Battswood A.F.C.
- Full name: Battswood Association Football Club
- Nickname: Battswood
- Founded: 1929
- Ground: William Herbert Sports Ground, Wynberg, Cape Town
- League: Premier League, CDFA, Western Cape
- Website: https://www.facebook.com/pg/BattswoodAFC

= Battswood F.C. =

South African soccer club

Battswood AFC is a South African football (soccer) club based in Cape Town that as of 2026 plays in the Cape District Football Association Premier League.

==History==
The teachers and students of the Battswood Training College formed the Battswood Football Club in 1929. Initially called the "Battswood Collegians", the club joined the newly established Cape District Football Association as one of its founder member clubs.

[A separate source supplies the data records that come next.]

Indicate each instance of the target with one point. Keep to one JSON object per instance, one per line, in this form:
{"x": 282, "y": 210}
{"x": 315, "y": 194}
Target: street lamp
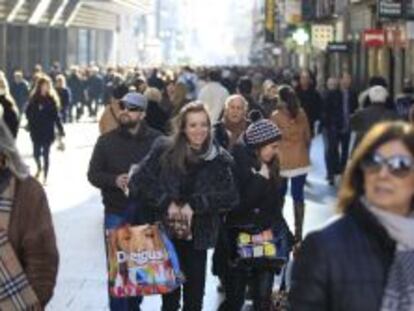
{"x": 300, "y": 36}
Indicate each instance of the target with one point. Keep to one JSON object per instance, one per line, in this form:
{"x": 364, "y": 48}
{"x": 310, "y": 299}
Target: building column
{"x": 46, "y": 48}
{"x": 25, "y": 52}
{"x": 3, "y": 46}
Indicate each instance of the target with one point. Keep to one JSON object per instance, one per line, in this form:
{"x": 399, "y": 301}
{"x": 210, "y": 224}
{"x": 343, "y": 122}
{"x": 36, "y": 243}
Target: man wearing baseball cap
{"x": 111, "y": 160}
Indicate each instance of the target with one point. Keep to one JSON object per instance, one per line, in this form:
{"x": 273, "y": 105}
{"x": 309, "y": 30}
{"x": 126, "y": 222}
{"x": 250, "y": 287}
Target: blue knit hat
{"x": 261, "y": 131}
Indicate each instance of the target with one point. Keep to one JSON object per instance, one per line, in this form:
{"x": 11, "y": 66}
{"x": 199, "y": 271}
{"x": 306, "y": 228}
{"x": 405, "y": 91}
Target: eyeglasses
{"x": 125, "y": 106}
{"x": 399, "y": 165}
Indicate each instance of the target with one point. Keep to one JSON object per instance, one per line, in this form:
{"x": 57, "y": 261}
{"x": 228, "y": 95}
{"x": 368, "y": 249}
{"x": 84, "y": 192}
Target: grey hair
{"x": 233, "y": 97}
{"x": 8, "y": 148}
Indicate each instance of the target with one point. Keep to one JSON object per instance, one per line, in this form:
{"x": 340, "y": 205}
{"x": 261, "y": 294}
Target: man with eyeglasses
{"x": 114, "y": 153}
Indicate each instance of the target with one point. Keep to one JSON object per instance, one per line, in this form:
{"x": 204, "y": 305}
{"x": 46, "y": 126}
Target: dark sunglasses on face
{"x": 398, "y": 165}
{"x": 124, "y": 106}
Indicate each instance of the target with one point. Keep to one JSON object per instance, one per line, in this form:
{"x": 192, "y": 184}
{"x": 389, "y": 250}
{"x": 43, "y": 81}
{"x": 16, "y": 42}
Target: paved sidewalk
{"x": 78, "y": 215}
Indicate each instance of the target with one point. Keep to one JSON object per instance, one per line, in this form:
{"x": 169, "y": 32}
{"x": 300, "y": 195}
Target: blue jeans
{"x": 120, "y": 304}
{"x": 297, "y": 185}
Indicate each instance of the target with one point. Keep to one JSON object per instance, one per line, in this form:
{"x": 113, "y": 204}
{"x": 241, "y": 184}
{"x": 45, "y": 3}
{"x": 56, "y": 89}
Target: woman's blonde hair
{"x": 352, "y": 187}
{"x": 52, "y": 92}
{"x": 177, "y": 156}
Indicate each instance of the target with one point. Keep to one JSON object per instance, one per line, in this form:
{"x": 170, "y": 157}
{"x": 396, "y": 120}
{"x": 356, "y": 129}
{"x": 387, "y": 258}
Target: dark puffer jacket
{"x": 213, "y": 191}
{"x": 344, "y": 266}
{"x": 260, "y": 202}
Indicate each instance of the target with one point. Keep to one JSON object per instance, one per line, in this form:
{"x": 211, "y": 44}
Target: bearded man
{"x": 114, "y": 154}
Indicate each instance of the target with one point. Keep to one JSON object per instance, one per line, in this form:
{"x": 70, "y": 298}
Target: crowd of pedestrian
{"x": 216, "y": 150}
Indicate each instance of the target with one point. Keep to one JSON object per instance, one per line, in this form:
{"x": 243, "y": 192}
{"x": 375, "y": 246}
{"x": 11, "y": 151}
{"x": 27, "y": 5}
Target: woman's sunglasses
{"x": 398, "y": 165}
{"x": 124, "y": 106}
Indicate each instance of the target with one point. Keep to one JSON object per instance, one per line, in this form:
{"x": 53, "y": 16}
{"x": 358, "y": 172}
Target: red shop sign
{"x": 374, "y": 37}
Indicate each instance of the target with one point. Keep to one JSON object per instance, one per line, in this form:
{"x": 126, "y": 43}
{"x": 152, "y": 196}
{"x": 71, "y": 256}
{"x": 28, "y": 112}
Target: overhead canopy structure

In 1959, the club gained eleven trophies, and in 1964 the club won the prestigious Maggot Trophy competition, the highest knockout competition in the Western Province. In 1965, the club lost in the self-same competition in the semi-finals, against the eventual winners, after three replays. In 1966 and 1968, the club lost in the final – in each match, the team was beaten by Woodside.

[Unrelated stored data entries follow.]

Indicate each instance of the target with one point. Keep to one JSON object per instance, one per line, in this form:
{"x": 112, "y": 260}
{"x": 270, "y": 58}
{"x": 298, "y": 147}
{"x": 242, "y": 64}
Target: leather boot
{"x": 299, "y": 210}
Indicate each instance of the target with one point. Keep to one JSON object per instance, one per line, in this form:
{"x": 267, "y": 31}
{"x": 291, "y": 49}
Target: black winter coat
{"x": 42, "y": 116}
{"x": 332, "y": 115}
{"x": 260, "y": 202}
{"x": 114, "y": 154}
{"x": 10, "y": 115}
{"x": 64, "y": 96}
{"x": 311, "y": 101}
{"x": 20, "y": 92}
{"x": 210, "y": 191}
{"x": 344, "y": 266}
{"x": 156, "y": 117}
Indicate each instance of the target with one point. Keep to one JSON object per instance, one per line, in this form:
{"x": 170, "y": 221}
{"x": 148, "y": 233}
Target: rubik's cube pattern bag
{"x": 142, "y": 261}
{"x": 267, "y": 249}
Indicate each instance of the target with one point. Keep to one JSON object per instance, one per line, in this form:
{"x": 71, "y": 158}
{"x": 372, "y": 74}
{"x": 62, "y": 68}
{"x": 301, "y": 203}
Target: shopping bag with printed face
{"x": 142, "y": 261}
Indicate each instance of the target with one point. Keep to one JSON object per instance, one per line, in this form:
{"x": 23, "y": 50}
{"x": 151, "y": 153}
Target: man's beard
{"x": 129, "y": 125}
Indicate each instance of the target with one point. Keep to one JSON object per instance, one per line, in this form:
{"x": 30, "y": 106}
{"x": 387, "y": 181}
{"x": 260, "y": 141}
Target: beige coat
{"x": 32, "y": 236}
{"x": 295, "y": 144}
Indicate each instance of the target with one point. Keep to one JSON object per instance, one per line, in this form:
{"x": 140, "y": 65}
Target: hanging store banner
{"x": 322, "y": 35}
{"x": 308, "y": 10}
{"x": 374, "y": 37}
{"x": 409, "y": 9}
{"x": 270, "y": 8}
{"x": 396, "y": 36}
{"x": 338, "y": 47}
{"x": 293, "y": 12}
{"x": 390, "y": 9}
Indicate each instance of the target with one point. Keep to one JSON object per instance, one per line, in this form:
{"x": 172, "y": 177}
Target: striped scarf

Due to political policy, the Cape District Football Union was suspended from the Western Province Football Board from 1978 until 1980.

===Professional ranks===
In 1989, the club turned professional, joining the South African Federation Professional League (FPL). In the first season, the club won the League, Knock-Out Cup (Osman’s Spice Trophy) and the NRB Cup, plus several individual awards. In 1990, the club again won the NRB Cup, and ended up as runners-up in the League, losing in the semi-finals of the Knock-Out Cup to the eventual winners, Santos.

In 1991, with huge political changes starting to take place in the country and with sports becoming unified, a major decision by the Federation Professional League meant that Battswood had to compete in the NSL 1st Division (Coastal League). The club just missed promotion, losing out to Cape Town Spurs.

===Amateur ranks===
Battswood have played for many years in the amateur ranks. In May 2026, the club received a kit sponsorship, and was able to fully kit out the club for the first time in 30 to 40 years. Fain Sports are the official Battswood kit supplier.